Blurb
Killing Pablo is the inside story of the brutal rise and violent fall of Colombian cocaine cartel kingpin Pablo Escobar, whose criminal empire held a nation of thirty million hostage – a reign of terror that would end only with his death. In an intense, up-close account, best-selling author and award-winning journalist Mark Bowden exposes the never-before-revealed details of how U.S. operatives covertly led the sixteen-month manhunt.

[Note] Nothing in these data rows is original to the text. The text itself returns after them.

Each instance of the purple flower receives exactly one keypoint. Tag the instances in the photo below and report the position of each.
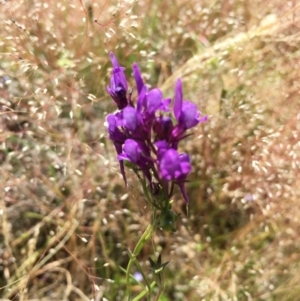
(134, 152)
(139, 154)
(130, 118)
(174, 166)
(162, 127)
(185, 112)
(118, 138)
(138, 78)
(118, 84)
(155, 102)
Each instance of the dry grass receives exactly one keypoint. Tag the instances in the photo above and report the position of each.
(66, 220)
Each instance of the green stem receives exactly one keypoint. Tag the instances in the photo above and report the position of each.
(143, 240)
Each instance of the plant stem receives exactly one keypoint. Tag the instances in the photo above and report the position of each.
(139, 246)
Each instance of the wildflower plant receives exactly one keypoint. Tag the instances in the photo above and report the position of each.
(146, 137)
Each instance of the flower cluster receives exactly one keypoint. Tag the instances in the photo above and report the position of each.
(145, 134)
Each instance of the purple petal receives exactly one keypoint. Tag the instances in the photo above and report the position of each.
(189, 115)
(131, 151)
(154, 100)
(138, 78)
(178, 99)
(130, 118)
(114, 60)
(183, 191)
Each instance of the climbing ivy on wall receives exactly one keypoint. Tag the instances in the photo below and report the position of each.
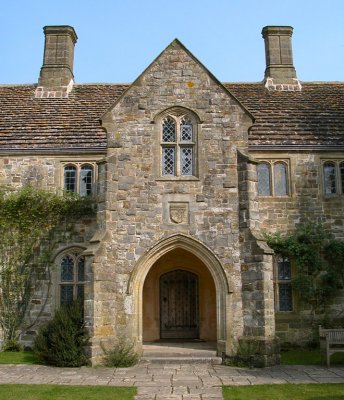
(28, 218)
(318, 259)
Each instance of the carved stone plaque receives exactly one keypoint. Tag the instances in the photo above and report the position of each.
(179, 213)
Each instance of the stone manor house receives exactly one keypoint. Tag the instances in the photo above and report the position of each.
(188, 172)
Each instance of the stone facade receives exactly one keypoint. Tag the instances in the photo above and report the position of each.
(155, 222)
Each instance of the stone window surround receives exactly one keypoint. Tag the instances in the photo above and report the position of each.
(78, 165)
(277, 282)
(270, 162)
(76, 251)
(177, 112)
(338, 177)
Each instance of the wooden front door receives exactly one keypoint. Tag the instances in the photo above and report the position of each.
(179, 305)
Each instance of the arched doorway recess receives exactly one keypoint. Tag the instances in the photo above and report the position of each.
(153, 262)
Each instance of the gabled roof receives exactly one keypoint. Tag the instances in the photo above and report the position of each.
(176, 43)
(312, 118)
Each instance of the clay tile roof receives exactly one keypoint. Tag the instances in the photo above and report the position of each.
(313, 117)
(55, 123)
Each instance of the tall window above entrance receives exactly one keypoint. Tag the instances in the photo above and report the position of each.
(178, 144)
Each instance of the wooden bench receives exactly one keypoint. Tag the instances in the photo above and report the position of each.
(331, 341)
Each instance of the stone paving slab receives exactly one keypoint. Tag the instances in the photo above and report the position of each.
(171, 381)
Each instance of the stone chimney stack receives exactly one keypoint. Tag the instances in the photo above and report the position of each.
(280, 73)
(56, 77)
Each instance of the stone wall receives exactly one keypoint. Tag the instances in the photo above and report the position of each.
(306, 202)
(135, 214)
(45, 172)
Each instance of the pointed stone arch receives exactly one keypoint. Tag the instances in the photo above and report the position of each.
(204, 254)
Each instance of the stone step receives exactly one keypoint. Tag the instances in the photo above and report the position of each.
(182, 360)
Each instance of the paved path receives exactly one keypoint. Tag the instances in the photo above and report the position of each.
(170, 381)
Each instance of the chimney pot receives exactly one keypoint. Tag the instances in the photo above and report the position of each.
(280, 73)
(57, 71)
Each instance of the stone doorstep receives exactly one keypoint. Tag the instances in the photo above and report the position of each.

Drawing on unprecedented access to the soldiers, field agents, and officials involved in the chase, as well as hundreds of pages of top-secret documents and transcripts of Escobar’s intercepted phone conversations, Bowden creates a gripping narrative that reads as if it were torn from the pages of a military technothriller. At every phase, he brings to life the men who brought the drug lord down. There is the Colombian president, Cesar Gaviria, afraid for his life and the future of his nation, who is forced to do the unthinkable: allow a foreign military to operate within his country’s borders. There is the U.S. ambassador, Morris D. Busby, who brings in the most sophisticated surveillance team in the world, code-named Centra Spike, and the best team of manhunters, the mysterious Delta Force. And there is the leader of the Colombian forces, Colonel Hugo Martinez, an incorruptible man who lives under constant threat during the drug lord’s reign – and whose own son plays a critical role on the fateful day when Pablo is finally found.

Review
Pablo Escobar was killed (spoiler alert?) when I was in high school. I remember seeing the image of his body in the street. But then I never really remember hearing much again until The Two Escobars episode of ESPN’s 30 For 30 series. It is still one of my favorite episodes out of that series, if not my number one. Then I watched season one of Narcos. That has basically been my exposure to the Pablo story before reading this.

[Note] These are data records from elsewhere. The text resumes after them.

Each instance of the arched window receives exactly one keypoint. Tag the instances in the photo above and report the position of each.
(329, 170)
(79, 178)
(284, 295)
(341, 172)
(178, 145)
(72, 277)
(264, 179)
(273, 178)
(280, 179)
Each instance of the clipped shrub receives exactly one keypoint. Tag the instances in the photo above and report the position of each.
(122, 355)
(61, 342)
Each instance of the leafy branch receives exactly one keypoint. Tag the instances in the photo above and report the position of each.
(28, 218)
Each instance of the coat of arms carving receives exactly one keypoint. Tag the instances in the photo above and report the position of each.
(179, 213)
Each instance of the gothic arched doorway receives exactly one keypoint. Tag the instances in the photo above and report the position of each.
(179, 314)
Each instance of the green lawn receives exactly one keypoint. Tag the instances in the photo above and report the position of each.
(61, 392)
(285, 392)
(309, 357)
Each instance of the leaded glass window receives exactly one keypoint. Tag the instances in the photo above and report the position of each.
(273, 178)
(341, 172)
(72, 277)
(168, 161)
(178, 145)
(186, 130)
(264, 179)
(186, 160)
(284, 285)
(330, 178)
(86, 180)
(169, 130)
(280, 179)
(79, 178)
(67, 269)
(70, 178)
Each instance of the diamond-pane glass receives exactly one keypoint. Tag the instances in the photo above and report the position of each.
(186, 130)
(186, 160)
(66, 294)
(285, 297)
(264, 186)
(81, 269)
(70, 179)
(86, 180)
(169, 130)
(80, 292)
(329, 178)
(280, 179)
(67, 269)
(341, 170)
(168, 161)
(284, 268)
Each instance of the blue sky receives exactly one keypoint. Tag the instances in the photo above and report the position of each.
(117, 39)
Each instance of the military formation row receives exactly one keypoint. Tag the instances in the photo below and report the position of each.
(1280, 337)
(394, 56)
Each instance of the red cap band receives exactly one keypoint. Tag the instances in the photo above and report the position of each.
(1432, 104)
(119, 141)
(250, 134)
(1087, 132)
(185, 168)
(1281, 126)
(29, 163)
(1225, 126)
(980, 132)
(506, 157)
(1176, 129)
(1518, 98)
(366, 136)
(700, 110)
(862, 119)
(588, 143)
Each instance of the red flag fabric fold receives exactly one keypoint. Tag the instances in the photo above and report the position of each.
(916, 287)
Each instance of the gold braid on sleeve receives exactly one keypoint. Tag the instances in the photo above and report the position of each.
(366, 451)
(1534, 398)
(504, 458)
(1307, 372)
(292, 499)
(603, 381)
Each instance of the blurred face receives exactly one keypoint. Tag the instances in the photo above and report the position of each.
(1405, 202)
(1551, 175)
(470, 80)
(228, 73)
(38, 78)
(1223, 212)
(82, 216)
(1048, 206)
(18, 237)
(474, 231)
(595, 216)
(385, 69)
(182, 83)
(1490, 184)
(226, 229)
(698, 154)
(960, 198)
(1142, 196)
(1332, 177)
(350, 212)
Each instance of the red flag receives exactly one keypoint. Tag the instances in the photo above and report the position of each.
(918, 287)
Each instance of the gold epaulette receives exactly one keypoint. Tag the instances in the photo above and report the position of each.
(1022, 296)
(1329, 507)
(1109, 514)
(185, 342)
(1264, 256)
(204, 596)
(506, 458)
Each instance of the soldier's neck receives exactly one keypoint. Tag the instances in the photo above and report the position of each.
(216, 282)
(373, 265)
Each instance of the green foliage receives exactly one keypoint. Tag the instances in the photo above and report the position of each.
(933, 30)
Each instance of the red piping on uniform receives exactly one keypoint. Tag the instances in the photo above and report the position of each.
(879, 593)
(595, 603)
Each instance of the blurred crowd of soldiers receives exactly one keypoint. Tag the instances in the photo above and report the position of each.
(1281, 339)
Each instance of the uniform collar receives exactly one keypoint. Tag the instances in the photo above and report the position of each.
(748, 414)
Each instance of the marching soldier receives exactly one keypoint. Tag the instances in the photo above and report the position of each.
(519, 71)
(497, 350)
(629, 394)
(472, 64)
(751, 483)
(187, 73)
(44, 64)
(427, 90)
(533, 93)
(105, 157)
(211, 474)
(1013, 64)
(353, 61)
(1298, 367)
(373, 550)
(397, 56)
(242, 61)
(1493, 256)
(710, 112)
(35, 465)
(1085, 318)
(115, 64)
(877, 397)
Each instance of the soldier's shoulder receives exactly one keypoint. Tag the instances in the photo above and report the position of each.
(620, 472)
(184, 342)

There is obviously a lot of source material to work with here. I don’t know if it was deliberate or not for the sake of keeping the book succinct, or if there just was not as much material (my guess) on the rise of Pablo, but the details in this book in that regard or here, but light. However, the pursuit of Pablo is covered in great detail and reads like a thriller. You know the outcome, and yet you are still enthralled. It is the kind of chase if you had never heard of Pablo, you would think the back half of this book was fiction.
And while he never actual proposes the question, there is a morality tale in here on the means and ends debate, whether the atrocities carried out in the pursuit were worth it.
Very enjoyable read of a dark subject–drugs and the death that follows.